NVIDIA ( NVDA ) CEO Jensen Huang isn’t short on demand. What he lacked was supply.
In an exclusive interview with Yahoo Finance following the company’s first-quarter earnings report on Wednesday, Huang pushed back against concerns that demand could face a slowdown as the company transitions between its current and next-generation AI chips.
“People want to use these data centers right away,” Huang said. “They want to keep ours [graphics processing units] Start working and earning money now and start saving money. So that demand is very strong.”
Nvidia is switching from its current Hopper AI platform to its advanced Blackwell system. Ahead of the company’s results on Wednesday, some analysts on Wall Street raised questions about whether some customers would be more wary of hopper orders than more Blackwell units later this year.

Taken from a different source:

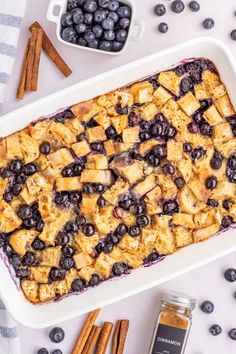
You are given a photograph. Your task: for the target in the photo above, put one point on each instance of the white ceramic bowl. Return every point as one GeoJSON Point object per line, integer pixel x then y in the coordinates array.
{"type": "Point", "coordinates": [135, 33]}
{"type": "Point", "coordinates": [141, 279]}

“The fact that hopper demand grew throughout this quarter — after we announced Blackwell — tells you how much that kind of demand is there,” Huang said.
Huang added that demand for the two platforms will exceed supply next year, with the complexity of these chips challenging the company’s efforts to keep pace.
“Every component, every part of our data center is the most complex computer ever built in the world,” Huang said. “So it’s prudent to have almost everything regulated.”
In the first quarter, Nvidia topped Wall Street estimates, with adjusted earnings per share reaching $6.12 on revenue of $26 billion, up 461% and 262%, respectively, from a year earlier. Non-GAAP operating income rose to $18.1 billion in the first quarter.
For the current quarter, Nvidia expects revenue to reach $28 billion, or minus 2%. That was better than the $26.6 billion analysts were expecting.
The company announced a 10-for-1 stock split — where shareholders will get 10 shares for every share of the company they currently own — effective June 7 for shareholders starting June 10.
Nvidia also joined its big tech peers in raising its quarterly dividend, with shareholders now set to receive a dividend of $0.10 per share, up from $0.04.
Nvidia shares rose 9% in early trading Thursday.
Huang also discussed how Nvidia will lead the transition from AI training, where companies train AI models, to AI inference, where those same companies deploy the models for use by customers.
Questions have swirled about whether big cloud providers like Microsoft ( MSFT ), Google ( GOOG , GOOGL ) and Amazon ( AMZN ) will ditch Nvidia’s chips in favor of their own offerings.
But Huang sees Nvidia’s offerings as powerful for inference as they are for training.
“We have a big position on inference, because inference is a very complex problem,” he said.
“The software stack is complex. The type of models people are using is complex. Most of the inference today is done at Nvidia. So, we expect that to continue.”
The CEO touched on the company’s growth in customer sales beyond major cloud service providers such as Amazon, Microsoft and Google, and said Nvidia is increasingly being bought by companies ranging from Meta ( META ) and Tesla ( TSLA ) to pharmaceutical companies. Chives. In fact, excluding cloud companies, Nvidia’s data center is the largest industry using the chip. is a vehicle.
“Tesla is very far ahead in self-driving cars,” Huang said. “But every car, someday we have to have autonomous capability.”